Amazon Web Services Inc. is making its platform more attractive for companies adopting artificial intelligence.
The cloud giant today announced the general availability of the G4 instance family, which consists of six virtual machines optimized for machine learning workloads. They succeed the G3 series that AWS introduced back in 2017. The performance difference is considerable: the new instances run ResNet-50, a popular image recognition model, up to twice as fast.
Under the hood, the G4 instances use Nvidia Corp.’s Tesla T4 graphics card. The chip packs nearly 3,000 processing cores, including 320 so-called Tensor Cores engineered for the sole purpose of helping AI models crunch data faster.

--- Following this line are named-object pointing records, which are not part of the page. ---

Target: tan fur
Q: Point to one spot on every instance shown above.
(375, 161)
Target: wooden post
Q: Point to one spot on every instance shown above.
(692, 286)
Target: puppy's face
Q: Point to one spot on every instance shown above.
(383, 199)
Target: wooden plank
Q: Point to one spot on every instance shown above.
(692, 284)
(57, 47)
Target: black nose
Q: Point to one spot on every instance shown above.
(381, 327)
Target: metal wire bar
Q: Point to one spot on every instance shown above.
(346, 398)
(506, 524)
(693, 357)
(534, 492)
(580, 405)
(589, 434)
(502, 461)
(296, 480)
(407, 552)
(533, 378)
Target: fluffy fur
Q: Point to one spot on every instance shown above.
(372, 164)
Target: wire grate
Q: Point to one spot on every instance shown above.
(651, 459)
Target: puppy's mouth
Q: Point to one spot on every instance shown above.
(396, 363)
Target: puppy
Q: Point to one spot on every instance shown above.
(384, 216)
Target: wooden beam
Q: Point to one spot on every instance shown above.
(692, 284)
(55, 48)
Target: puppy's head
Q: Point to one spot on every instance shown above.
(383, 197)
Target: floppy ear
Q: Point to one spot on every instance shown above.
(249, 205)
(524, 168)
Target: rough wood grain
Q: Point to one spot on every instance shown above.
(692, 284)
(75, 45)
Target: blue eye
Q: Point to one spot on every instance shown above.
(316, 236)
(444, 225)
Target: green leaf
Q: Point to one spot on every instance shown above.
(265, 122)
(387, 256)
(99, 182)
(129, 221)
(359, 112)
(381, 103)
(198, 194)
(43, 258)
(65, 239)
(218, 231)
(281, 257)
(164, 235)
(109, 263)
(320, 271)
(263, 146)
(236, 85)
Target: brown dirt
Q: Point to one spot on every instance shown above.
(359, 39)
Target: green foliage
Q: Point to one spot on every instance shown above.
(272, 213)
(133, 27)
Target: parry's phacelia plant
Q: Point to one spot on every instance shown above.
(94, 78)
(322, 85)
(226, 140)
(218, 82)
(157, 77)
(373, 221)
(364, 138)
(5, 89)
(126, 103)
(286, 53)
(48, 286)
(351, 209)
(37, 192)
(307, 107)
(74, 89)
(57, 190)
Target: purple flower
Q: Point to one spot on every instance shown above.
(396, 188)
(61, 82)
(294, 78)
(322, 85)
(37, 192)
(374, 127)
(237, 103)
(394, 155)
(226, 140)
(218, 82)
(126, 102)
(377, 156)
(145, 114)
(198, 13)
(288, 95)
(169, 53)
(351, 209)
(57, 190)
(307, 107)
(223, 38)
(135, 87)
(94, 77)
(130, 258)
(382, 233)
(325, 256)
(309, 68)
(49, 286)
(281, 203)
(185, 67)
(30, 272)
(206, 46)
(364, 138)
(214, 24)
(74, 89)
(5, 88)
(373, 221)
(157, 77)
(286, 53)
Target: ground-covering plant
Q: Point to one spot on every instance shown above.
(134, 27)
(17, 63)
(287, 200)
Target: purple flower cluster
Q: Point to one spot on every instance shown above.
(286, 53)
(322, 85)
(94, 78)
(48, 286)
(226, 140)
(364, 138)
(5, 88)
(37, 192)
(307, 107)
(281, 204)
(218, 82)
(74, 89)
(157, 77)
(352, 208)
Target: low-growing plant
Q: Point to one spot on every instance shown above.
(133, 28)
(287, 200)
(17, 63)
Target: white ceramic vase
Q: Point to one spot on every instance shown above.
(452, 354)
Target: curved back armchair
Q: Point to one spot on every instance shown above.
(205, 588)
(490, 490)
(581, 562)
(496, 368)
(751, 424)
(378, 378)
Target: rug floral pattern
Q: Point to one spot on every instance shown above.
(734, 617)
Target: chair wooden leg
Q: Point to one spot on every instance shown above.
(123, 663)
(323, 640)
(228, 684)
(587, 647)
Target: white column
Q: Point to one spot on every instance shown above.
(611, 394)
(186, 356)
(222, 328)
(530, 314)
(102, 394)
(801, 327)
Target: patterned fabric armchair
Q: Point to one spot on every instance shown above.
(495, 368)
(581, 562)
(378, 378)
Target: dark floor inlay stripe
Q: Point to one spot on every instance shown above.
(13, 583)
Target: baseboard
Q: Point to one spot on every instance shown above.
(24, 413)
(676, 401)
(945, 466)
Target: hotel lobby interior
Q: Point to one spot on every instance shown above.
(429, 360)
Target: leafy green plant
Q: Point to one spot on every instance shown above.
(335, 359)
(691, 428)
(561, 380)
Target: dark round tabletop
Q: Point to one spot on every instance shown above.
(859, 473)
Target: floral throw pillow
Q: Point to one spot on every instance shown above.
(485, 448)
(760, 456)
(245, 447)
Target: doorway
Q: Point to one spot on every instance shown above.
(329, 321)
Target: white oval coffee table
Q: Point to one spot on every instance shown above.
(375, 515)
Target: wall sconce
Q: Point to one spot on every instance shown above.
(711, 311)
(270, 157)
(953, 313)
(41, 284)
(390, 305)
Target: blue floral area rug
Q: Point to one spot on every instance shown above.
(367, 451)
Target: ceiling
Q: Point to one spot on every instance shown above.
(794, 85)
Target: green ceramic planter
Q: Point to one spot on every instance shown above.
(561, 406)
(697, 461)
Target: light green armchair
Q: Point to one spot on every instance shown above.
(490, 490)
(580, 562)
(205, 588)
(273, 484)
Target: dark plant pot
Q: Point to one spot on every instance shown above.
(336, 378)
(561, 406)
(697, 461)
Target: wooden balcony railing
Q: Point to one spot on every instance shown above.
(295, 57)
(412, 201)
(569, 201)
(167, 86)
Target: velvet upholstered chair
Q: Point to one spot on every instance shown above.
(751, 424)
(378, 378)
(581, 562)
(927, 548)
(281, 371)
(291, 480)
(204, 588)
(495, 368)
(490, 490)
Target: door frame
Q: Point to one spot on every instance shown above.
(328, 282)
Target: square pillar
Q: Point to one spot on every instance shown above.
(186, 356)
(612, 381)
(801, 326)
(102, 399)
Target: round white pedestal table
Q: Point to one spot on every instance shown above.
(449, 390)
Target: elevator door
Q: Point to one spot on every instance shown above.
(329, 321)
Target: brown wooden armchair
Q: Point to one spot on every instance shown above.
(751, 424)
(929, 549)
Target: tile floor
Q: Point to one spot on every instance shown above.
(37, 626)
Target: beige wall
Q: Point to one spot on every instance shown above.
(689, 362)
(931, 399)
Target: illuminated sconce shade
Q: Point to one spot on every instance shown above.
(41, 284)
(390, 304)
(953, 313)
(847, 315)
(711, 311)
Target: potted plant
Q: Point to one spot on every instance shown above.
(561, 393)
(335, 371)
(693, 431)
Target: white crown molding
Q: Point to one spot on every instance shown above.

Five of the six virtual machines in the G4 family come with a single T4 card per instance. The sixth, known as the g4dn.12xlarge, lives up to its name by providing no fewer than four chips plus 192 gigabits of memory to go along. The Nvidia silicon is supported by Intel Corp. central processing units that handle general computing tasks to free up computing power for the AI software running on top.

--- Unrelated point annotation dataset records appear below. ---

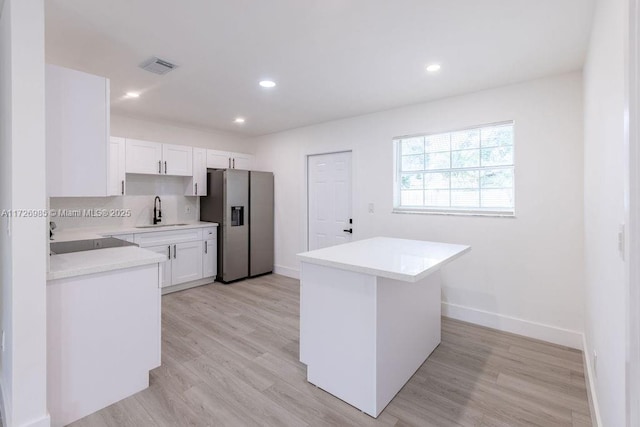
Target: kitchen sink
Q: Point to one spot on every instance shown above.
(159, 225)
(58, 248)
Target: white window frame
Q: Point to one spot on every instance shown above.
(472, 211)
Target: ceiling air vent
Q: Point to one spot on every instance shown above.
(158, 66)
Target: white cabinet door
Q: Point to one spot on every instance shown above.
(166, 250)
(218, 159)
(198, 185)
(143, 157)
(117, 173)
(242, 161)
(210, 258)
(177, 160)
(77, 133)
(186, 262)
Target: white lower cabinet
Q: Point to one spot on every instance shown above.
(166, 266)
(209, 258)
(191, 254)
(186, 262)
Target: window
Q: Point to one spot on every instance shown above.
(466, 171)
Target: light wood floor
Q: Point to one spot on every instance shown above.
(230, 358)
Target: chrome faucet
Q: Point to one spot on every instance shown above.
(157, 210)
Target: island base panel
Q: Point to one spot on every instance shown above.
(103, 333)
(361, 336)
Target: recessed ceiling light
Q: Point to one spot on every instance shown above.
(433, 68)
(267, 83)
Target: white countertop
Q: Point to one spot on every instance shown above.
(70, 234)
(100, 260)
(399, 259)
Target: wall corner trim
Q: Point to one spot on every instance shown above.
(514, 325)
(594, 408)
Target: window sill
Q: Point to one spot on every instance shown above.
(495, 214)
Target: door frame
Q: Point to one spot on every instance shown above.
(305, 235)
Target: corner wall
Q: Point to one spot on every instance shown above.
(23, 248)
(604, 209)
(524, 274)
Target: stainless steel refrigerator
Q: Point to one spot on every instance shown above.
(242, 203)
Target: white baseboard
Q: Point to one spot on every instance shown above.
(594, 408)
(286, 271)
(514, 325)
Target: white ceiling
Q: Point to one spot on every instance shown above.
(331, 58)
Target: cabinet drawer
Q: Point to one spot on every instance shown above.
(209, 233)
(167, 237)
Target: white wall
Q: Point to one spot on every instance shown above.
(23, 240)
(142, 189)
(604, 207)
(141, 208)
(130, 127)
(529, 268)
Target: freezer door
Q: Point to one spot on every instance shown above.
(235, 224)
(261, 223)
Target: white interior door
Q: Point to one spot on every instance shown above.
(329, 199)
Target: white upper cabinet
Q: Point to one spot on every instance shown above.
(155, 158)
(144, 157)
(177, 160)
(228, 160)
(117, 175)
(218, 159)
(198, 185)
(77, 133)
(242, 161)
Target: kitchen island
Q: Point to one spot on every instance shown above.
(103, 328)
(370, 315)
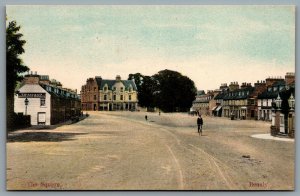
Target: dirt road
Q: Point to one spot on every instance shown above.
(123, 151)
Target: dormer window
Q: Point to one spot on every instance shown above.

Besides machine learning, the new instances also lend themselves to graphically-intensive workloads such as video rendering. That’s partially the result of the underlying T4 chips’ multipurpose architecture. In addition to the 320 Tensor Cores, the graphics card features 40 RT Cores, which take over the resource-intensive task of generating light and shadow effects to speed up visual processing.

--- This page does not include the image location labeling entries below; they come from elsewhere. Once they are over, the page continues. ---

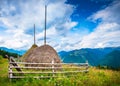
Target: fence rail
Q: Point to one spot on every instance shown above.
(20, 70)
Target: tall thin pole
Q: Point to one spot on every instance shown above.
(34, 33)
(45, 24)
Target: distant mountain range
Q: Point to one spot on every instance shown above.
(109, 56)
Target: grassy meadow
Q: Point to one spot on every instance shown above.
(95, 77)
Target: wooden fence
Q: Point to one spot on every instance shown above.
(20, 70)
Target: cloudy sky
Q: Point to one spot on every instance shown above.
(71, 24)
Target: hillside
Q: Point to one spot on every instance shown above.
(93, 56)
(112, 59)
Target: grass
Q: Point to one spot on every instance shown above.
(95, 77)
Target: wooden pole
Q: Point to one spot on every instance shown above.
(34, 34)
(45, 24)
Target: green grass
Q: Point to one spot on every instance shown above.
(95, 77)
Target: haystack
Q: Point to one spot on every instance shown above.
(28, 52)
(43, 54)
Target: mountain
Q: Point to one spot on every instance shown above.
(112, 59)
(93, 56)
(20, 52)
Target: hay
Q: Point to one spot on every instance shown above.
(27, 53)
(43, 54)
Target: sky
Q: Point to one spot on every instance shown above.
(71, 24)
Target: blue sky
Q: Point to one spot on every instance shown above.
(71, 24)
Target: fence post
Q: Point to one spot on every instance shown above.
(53, 67)
(10, 69)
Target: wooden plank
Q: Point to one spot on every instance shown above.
(79, 64)
(48, 67)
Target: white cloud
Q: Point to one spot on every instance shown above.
(19, 16)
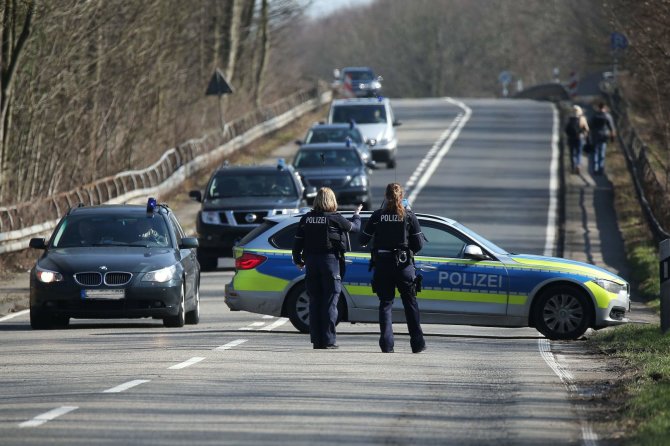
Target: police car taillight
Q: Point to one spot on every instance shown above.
(249, 261)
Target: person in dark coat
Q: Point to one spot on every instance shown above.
(397, 237)
(320, 242)
(602, 132)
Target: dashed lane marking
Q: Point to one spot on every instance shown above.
(48, 416)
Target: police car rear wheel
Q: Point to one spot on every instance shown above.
(562, 313)
(297, 308)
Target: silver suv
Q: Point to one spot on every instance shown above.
(374, 118)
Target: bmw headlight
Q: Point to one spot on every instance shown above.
(610, 286)
(47, 276)
(161, 275)
(210, 217)
(359, 181)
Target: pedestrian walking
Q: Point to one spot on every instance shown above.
(397, 237)
(577, 131)
(602, 130)
(320, 242)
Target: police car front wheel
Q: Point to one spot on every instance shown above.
(562, 312)
(297, 307)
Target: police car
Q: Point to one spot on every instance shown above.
(467, 280)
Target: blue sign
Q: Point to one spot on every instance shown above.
(618, 41)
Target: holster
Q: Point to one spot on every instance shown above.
(418, 281)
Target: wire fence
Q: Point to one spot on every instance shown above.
(20, 221)
(652, 190)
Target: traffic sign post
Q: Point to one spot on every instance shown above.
(664, 270)
(218, 85)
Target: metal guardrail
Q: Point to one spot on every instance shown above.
(21, 222)
(651, 192)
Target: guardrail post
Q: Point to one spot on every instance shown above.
(664, 255)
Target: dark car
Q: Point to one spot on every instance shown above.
(236, 200)
(321, 132)
(359, 82)
(116, 261)
(338, 166)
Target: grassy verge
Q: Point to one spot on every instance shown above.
(645, 351)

“The T4 GPUs are ideal for machine learning inferencing, computer vision, video processing, and real-time speech & natural language processing,” AWS chief evangelist Jeff Barr detailed in a blog post.
The instances are currently available in eight of AWS’ 22 global data center clusters. Further down the road, the provider plans to expand support to more regions as well as add a supersized seventh instance with eight T4 graphics cards, 93 CPU processing cores and 384 gigabits of memory.
Companies in need of even more computing power can turn to AWS’ P3 instance series. The largest virtual machine in the lineup comes with eight Nvidia Tesla V100 data center chips that each pack more than 5,700 processing cores, of which 640 are Tensor Cores.